俺は……俺達は邪神という存在を甘く見すぎていた。

攻撃能力はそこまで高くはない。だが無限とも思える再生能力と大量の触手による攻撃回数、そして何より戦闘に入ってから謎の粘液を分泌し始めた触手による攻撃は高確率で状態異常をもたらした。それにより多くの冒険者達が戦線離脱する事となり、彼らの現状は地獄としか表現しようがなかった……

「……やらないか?」

「俺、ずっとお前の事が……変、だよな。男同士なのに……」

「ちょっとケツ貸してくんね?」

「こんな可愛い子が女の子のわけがない! エミリアさん! 僕と付き合ってください!」

「ふざけんなエミリアちゃんは俺がいただく!」

「えへへ、ヴァイスさーん♡ しゅきー♡ ね、ボクのこといっぱい可愛がって?」

「シン、すまないが急用が出来た。ここは任せても良いだろうか(キリッ)」

状態異常の名は「発情」、触手の粘液が体に付着する事で効果を発揮し、その効果は性欲が異常に高まり手近な相手で発散したくなる事。効果中はなにやらピンク色の靄のようなエフェクトが掛かる……そして集まった冒険者はほぼ全員男である……地獄だな、ホントに地獄だな!? あとヴァイス、テメーは状態異常にかかってねーだろ! なにエミリア抱き寄せてんだよ! どこ行く気だテメー!

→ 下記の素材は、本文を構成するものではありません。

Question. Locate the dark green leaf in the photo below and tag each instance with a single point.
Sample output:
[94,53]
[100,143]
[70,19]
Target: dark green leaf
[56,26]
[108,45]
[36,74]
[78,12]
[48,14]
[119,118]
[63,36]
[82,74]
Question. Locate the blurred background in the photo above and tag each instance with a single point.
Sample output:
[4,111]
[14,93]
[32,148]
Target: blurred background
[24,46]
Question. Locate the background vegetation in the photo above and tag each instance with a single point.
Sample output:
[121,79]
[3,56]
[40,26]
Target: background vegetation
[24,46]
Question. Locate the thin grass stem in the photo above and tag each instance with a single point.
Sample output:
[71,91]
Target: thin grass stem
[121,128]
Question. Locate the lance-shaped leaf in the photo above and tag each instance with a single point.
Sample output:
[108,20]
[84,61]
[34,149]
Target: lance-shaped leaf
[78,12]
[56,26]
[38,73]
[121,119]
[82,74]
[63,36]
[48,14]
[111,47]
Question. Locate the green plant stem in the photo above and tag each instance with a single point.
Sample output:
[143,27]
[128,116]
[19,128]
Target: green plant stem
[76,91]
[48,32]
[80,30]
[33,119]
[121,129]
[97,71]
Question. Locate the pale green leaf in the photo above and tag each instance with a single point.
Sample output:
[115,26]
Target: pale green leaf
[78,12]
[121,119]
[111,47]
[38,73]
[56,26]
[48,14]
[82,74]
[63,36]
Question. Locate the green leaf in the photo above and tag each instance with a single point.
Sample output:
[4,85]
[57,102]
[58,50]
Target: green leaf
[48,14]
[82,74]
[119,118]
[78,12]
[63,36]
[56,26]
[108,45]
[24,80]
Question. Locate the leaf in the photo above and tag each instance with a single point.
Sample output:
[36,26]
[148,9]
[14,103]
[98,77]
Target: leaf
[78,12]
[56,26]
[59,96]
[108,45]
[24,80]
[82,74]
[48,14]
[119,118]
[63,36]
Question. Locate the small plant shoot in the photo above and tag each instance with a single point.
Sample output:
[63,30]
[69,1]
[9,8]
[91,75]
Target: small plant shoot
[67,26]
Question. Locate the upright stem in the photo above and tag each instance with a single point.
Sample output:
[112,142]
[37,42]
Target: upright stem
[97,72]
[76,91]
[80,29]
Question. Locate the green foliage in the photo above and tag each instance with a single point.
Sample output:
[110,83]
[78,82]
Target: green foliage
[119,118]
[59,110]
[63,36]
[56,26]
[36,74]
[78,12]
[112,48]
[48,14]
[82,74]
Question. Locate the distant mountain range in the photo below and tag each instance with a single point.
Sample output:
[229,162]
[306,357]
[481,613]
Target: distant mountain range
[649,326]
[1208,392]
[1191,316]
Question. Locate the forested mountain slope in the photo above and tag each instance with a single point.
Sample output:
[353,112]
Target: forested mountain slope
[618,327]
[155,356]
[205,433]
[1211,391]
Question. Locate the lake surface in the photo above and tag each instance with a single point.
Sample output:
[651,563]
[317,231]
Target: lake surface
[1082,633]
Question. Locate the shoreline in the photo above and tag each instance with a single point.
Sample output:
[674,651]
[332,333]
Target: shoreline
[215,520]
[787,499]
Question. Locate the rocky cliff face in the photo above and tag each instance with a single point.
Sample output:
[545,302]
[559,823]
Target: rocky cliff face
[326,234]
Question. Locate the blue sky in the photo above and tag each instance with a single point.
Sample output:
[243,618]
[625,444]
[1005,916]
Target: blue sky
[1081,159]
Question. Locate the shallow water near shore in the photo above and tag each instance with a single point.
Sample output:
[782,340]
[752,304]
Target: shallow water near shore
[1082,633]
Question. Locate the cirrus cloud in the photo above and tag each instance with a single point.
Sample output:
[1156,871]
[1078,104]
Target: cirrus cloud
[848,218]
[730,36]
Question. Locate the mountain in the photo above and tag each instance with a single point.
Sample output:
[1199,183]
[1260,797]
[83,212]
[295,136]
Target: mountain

ちなみに一部、我慢出来なくなった連中がいるようだがそちらの方は見ないようにしている……R15は死守しないと運営さんに追放されちゃうぞ!(つまりR18な光景が繰り広げられている模様)

そしてそれ以上にヤバいのが……

「……アイツ……いいな……」

「あれが「逃(インフェリア)水」(ミラージュ)……〇〇〇(ピ───)して泣かせたい……」

「シンきゅんの後ろの処女は俺のもんじゃぁぁぁっ!」

「……俺は見てるだけで満足……ハアハア……うっ!」

……(;ω;) ねぇ、俺、何か悪い事したのかなぁ。何でこんな目にあわなきゃいけないの? 邪神さんと戦いながら背後からタックルかましてくるアホ捌かなきゃいけなくなってんですけどぉぉぉっ!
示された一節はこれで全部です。